Pendekatan ini menimbulkan kesan seperti “dipaksakan”, sehingga tidak dapat dipertanggungjawabkan secara ilmiah dan iman. Oleh karena itu, penelusuran terhadap arti dan makna kata “sidi” didekati secara literer dari bahasa asing yang daripadanya pelaksanaan sidi itu berasal. Di Belanda, kata “sidi” diterjemahkan dengan “bevestiging”. Kata “bevestiging” ini sepadan dengan “konfirmasi”. Dengan demikian, maka masalah makna kata “sidi” ditelusuri secara literer dari "hilir ke hulu”: bevestiging - konfirmasi – sidi. Hampiran ini cukup menarik karena logika bahasa tersebut memuat latar belakang historis. Pendekatan ini lebih rasional dan dapat dipertanggungjawabkan, karena gereja-gereja Indonesia yang berlatar belakang gereja di Belanda menggunakan kata “bevesiting” atau “konfirmasi” untuk gereja-gereja yang berlatar belakang gereja di Jerman.

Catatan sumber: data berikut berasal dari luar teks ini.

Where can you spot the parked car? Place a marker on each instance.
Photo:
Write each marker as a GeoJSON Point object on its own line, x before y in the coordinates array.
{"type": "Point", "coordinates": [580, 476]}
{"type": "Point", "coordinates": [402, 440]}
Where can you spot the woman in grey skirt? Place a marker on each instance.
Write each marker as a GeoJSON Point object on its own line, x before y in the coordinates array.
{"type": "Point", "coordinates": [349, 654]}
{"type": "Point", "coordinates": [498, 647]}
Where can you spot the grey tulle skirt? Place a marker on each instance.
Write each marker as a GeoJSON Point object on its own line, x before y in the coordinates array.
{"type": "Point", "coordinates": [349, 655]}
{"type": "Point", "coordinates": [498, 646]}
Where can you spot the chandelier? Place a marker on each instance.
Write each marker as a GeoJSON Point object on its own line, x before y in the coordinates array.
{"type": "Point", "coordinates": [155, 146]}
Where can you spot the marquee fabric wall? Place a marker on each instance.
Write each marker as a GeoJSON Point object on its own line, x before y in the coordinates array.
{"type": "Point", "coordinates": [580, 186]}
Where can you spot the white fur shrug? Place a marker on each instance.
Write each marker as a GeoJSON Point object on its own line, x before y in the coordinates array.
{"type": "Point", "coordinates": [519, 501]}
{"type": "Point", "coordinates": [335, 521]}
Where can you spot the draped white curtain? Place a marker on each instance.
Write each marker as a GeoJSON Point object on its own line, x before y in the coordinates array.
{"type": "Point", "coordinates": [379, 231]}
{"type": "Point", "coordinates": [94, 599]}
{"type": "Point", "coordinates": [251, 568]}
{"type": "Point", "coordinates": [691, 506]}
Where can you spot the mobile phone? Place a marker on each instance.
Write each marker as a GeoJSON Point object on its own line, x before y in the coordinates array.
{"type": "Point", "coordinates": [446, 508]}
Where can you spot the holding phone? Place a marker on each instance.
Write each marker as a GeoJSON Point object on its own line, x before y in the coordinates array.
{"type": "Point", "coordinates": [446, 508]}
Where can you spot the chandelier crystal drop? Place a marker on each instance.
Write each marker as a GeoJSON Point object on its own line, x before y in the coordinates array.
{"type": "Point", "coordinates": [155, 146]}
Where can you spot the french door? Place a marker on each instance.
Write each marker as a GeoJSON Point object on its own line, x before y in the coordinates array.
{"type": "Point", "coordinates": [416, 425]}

Istilah “sidi” atau “peneguhan sidi” berkaitan erat dengan sejumlah orang yang “dilantik” atau “diteguhkan” menjadi anggota gereja. Menurut kebanyakan warga gereja, sejak peneguhan sidi dalam ibadah jemaat, orang yang bersangkutan bertanggung jawab terhadap imannya sendiri. Justru itu mereka dibolehkan mengambil bagian dalam Perjamuan Kudus, turut dalam pengambilan keputusan, terutama pada pemilihan pelayan gereja. Selama berabad-abad lamanya, “Peneguhan Sidi” ini telah dilakukan di lingkungan gereja-gereja Protestan di Indonesia yang berlatar belakang gereja di Belanda.

Istilah “konfirmasi” memiliki latar belakang sejarah “sakramen peneguhan” atau “sakramen penguatan” yang berlangsung di Gereja Katolik Roma (GKR). Dapat dikatakan bahwa sidi atau peneguhan sidi di lingkungan gereja Protestan merupakan hasil dari Reformasi Teologi atau Reformasi Ajaran pada Abad Pertengahan. Dengan kalimat lain, setelah Reformasi, “sakramen konfirmasi” tidak lagi diakui sebagai sakramen di lingkungan GKR. Karena itu, maka perlu dipaparkan secara sepintas “sakramen konfirmasi” sebelum menukik pada “sidi” dan “peneguhan sidi” yang menjadi fokus tulisan atau percakapan pada saat ini.

 

Konfirmasi di Gereja Katolik Roma

Konfirmasi merupakan salah satu sakramen di Gereja Katolik Roma (GKR). Sakramen itu didasarkan pada praktik penumpangan tangan. Petrus dan Yohanes menumpangkan tangan ke atas orang-orang yang bertobat di Samaria (Kis. 8:14-17), Rasul Paulus menumpangkan tangan ke atas murid-murid di Efesus (Kis. 19: 1-7).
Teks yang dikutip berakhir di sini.